Nach dpa-Informationen sind die Details der Aussetzung noch offen. Merkel und Vizekanzler Guido Westerwelle wollten die Einzelheiten in einem Gespräch am Nachmittag klären.
Westerwelle antwortete bereits am Morgen auf die Frage, ob es auch ein Moratorium für den Regierungsbeschluss zur Verlängerung der Laufzeiten der Atomkraftwerke geben könne, sagte Vizekanzler Guido Westerwelle (FDP): "Ich kann mir das vorstellen."

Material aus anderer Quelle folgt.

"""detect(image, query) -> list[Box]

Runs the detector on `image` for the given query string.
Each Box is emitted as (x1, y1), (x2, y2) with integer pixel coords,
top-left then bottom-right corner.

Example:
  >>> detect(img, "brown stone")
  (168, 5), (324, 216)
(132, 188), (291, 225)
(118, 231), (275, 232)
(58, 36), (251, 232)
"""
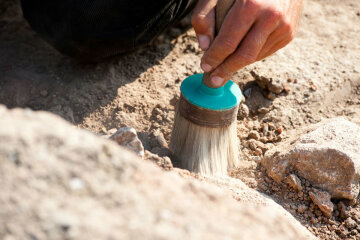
(262, 118), (360, 200)
(309, 189), (334, 217)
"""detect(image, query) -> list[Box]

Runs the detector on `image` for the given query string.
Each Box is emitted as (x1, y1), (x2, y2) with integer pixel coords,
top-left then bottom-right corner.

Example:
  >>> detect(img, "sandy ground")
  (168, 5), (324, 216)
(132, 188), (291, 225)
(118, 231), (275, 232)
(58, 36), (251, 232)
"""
(0, 0), (360, 239)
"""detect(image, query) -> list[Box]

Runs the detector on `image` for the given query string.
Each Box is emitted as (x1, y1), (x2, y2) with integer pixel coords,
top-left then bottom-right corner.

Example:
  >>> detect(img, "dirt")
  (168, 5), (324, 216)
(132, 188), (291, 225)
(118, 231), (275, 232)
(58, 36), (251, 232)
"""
(0, 0), (360, 239)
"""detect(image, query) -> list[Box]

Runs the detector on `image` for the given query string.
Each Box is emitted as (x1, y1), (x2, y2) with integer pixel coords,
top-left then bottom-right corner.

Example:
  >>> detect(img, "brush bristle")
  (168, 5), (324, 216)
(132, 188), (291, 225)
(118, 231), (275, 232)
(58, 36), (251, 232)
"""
(170, 107), (239, 176)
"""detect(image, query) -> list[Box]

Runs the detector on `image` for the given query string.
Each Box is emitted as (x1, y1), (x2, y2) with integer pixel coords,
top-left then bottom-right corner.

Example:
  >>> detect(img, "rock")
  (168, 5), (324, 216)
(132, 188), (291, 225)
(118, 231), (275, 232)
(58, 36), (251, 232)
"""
(144, 151), (173, 170)
(110, 127), (144, 157)
(297, 204), (307, 213)
(250, 71), (284, 94)
(266, 92), (276, 101)
(0, 106), (315, 240)
(237, 103), (250, 120)
(309, 189), (334, 217)
(286, 174), (302, 192)
(40, 90), (49, 97)
(345, 217), (357, 229)
(262, 118), (360, 200)
(268, 81), (284, 94)
(248, 130), (260, 140)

Er sprach sich für die Einsetzung einer neuen Expertengruppe aus, die die Sicherheitsstandards aller AKWs in Deutschland überprüfen soll. Entscheidend für das weitere Vorgehen seien dann die Ergebnisse dieser unabhängigen Expertenkommission. "Wir brauchen eine neue Risikoanalyse", sagte der FDP-Chef. "Wenn sich bei uns Defizite herausstellen, müssen Atomkraftwerke jetzt nachgerüstet werden und können solange nicht weiter betrieben werden."
Er bezog das vor allem auf die Überprüfung der Kühlsysteme der Atomkraftwerke, die in Japan offensichtlich teilweise versagt haben. Westerwelle und Wirtschaftsminister Rainer Brüderle (FDP) sprachen sich auch für einen rascheren Übergang von der Atomkraft zu regenerativen Energiequellen aus, als dies bisher von der Bundesregierung geplant war.

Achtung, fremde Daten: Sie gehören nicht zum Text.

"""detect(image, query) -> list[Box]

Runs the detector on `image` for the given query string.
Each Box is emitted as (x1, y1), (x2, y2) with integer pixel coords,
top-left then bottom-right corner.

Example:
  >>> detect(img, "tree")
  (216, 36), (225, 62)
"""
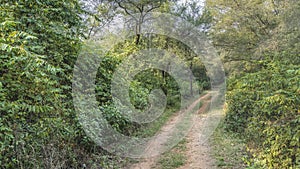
(0, 0), (82, 168)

"Es hat sich eine neue Lage ergeben", sagte Brüderle dazu. Konkret verlangte er einen schnelleren Ausbau der Stromnetze und eine rasche Weiterentwicklung der CCS-Technologie. Damit soll der für die Umwelt sehr schädliche CO2-Ausstoß, der bei der Kohle-Verbrennung entsteht, unter die Erde verpresst werden.

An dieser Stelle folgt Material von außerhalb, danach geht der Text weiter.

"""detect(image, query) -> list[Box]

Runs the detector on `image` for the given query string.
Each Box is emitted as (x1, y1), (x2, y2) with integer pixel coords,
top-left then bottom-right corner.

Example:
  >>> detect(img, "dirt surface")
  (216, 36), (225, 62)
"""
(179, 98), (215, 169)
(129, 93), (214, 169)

Der Generalsekretär der CDU in Baden-Württemberg, Thomas Strobl, stellt die Laufzeitverlängerung der deutschen Kernkraftwerke in Frage. "Es kann jetzt keinesfalls heißen: 'Weiter so!'", sagte Strobl zu sueddeutsche.de. Es müsse alles auf den Prüfstand - auch die Frage der Laufzeiten, so der CDU-Politiker. In Baden-Württemberg finden am 27. März Landtagswahlen statt. Die CDU bangt um die Wiederwahl von Ministerpräsident Stefan Mappus.
Die SPD wittert in dem Atom-Thema eine Chance und will Union und FDP vor den anstehenden Landtagswahlen in Bedrängnis bringen. Die SPD-Bundestagsfraktion will nach Informationen der Süddeutschen Zeitung für kommenden Donnerstag im Plenum des Parlaments eine namentliche Abstimmung über die umstrittene, von der schwarz-gelben Koalition beschlossene Verlängerung der Laufzeiten der deutschen Atommeiler beantragen.
Als Konsequenz aus den schweren Störungen in japanischen AKWs verlangen SPD wie auch Grüne seit dem Wochenende mehr Atom-Sicherheit in Deutschland, darunter eine Abschaltung der dienstältesten Meiler und eine Rückkehr zum einstigen rot-grünen Ausstiegsgesetz.